With Bonfire Night approaching us swiftly, you might have already noticed your local supermarkets stocking up on colourful boxes labelled with words like ‘BOOM!’, ‘POWERSTORM’ or -my favourite- ‘BIG BOX OF BANG!’ written in the most obnoxious, ‘pay attention to me NOW’ font you have ever seen. They do look fun, don’t get me wrong, and while most pyro entertainment is certainly a feast for the human eye, it is sadly not so welcomed amongst our furry friends.
Most pets are terrified of the loud sounds that come with fireworks, and rightfully so. Their hearing is four times more sensitive than ours, and they can hear twice as many frequencies as we can, so if you thought fireworks were loud, imagine what they’re like for our pets. Not fun, is my guess.
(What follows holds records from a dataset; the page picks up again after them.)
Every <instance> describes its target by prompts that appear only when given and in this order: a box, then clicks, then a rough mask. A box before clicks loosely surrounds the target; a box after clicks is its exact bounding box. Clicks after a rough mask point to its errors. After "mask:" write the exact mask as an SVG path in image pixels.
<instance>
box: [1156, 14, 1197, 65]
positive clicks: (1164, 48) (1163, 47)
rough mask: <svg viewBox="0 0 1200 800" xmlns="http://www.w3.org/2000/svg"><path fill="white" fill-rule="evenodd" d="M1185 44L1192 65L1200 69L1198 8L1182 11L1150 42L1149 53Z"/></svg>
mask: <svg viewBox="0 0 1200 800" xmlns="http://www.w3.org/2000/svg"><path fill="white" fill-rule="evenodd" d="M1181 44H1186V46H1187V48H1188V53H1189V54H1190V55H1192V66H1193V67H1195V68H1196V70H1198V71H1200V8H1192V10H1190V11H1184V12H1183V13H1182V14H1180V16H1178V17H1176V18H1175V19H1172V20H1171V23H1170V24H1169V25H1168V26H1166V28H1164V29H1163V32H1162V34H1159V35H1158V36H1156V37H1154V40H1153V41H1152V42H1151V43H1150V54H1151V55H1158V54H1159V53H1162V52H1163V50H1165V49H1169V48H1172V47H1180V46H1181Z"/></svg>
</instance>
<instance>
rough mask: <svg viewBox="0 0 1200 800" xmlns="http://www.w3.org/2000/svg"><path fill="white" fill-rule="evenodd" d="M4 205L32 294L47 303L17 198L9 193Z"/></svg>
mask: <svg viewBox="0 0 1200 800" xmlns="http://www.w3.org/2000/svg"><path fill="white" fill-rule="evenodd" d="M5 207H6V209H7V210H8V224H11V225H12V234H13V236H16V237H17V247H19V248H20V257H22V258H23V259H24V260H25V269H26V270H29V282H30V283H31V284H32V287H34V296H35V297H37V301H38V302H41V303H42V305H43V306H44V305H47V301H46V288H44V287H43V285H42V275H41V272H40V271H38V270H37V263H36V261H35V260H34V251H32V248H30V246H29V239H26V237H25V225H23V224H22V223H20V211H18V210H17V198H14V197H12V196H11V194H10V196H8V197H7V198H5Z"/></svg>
One of the reasons why fireworks are scary for them (apart from the obvious loudness), is that the sounds are not consistent, both in their interval and in their duration. So the animal feels clueless, confused and threatened. They fear the unknown, and all they can do is hide and wait out the storm. Sadly, it is estimated that hundreds of domesticated animals are cowering in their beds and shaking uncontrollably as fireworks are set off in surrounding neighbourhoods.
Fireworks do not only do damage to our pets but also to all animals in general. They have a much bigger impact than we realise. They cause bees to become so disoriented that they don't go back to their hives. Birds have panic attacks at night, causing mass chaos. Wild animals raising babies abandon their dens in fear. Fish and other animals perish after ingesting firework debris. The list goes on and on...
Luckily there are ways in which we can help animals stay safe. Not only for the current firework season, but also for the seasons to come.
1. Buy low noise fireworks instead
The main thing you can do if you happen to be a pyrotechnics lover and you simply can’t miss out on the party in the sky, is to buy low noise fireworks. Yes, they exist! They do still make a small amount of sound, but nowhere near as much as your average firework. While you can’t control what the world does around you, at least you can make sure you are not adding to the noise your pets have to go through. Also, less noise pollution is great in general anyway.
2. Go to an organised event
With more and more public event cancellations and concerns around large gatherings, this year's fireworks celebrations could be a powder keg for animals and their owners. A recent poll revealed that 52% of UK adults in England and Wales will be holding private displays at home, with friends and family. If you can, and wish to do so, try going to an event instead of having a private display. You’d be greatly reducing not only pollution and waste, but also the damage caused to the wellbeing of animals.
3. Play music or TV to mask out the sounds
This is quite self explanatory. While it is not guaranteed that this will cover all loud firework noises, it could help mask them a little.
4. Make sure they have a safe space to hide
Try to provide a few places in your home where your pet can run and hide in case they get overwhelmed. They might already have a favourite spot, but if they don’t, you could make one for the night. For example, make space under the bed, or leave a cardboard box in a dark, quiet corner where they can hide.
5. Lock all the windows and doors
The last thing you want is your pet escaping in a fear-fuelled frenzy and getting lost outside, in the dark, surrounded by loud, terrifying bangs. It is just not a good situation for anyone involved. So make sure everything is locked and secured and your pet is safe inside.
6. Get involved with the #bangoutoforder campaign
The RSPCA are currently running a campaign called #bangoutoforder, focusing on raising awareness about the impact that fireworks have not only on domestic animals, but also on farm animals and local wildlife. Way too many animals suffer needlessly. This campaign encourages change with authorities by contacting local councils regarding their firework regulations for public firework displays. 85% of people believe that public firework displays should be licensed.
For more information about what your pet might need on a firework-heavy night, you can read this article from Blue Cross which goes in depth into each animal and what their needs are.
So, there you have it. Sometimes we don't realise the impact a simple tradition has on the world around us. But with a little bit of information and awareness, we can make simple changes (like using low noise fireworks) that will create a safer place for all of us - humans and animals alike. We can be kind to the world and still have a blast!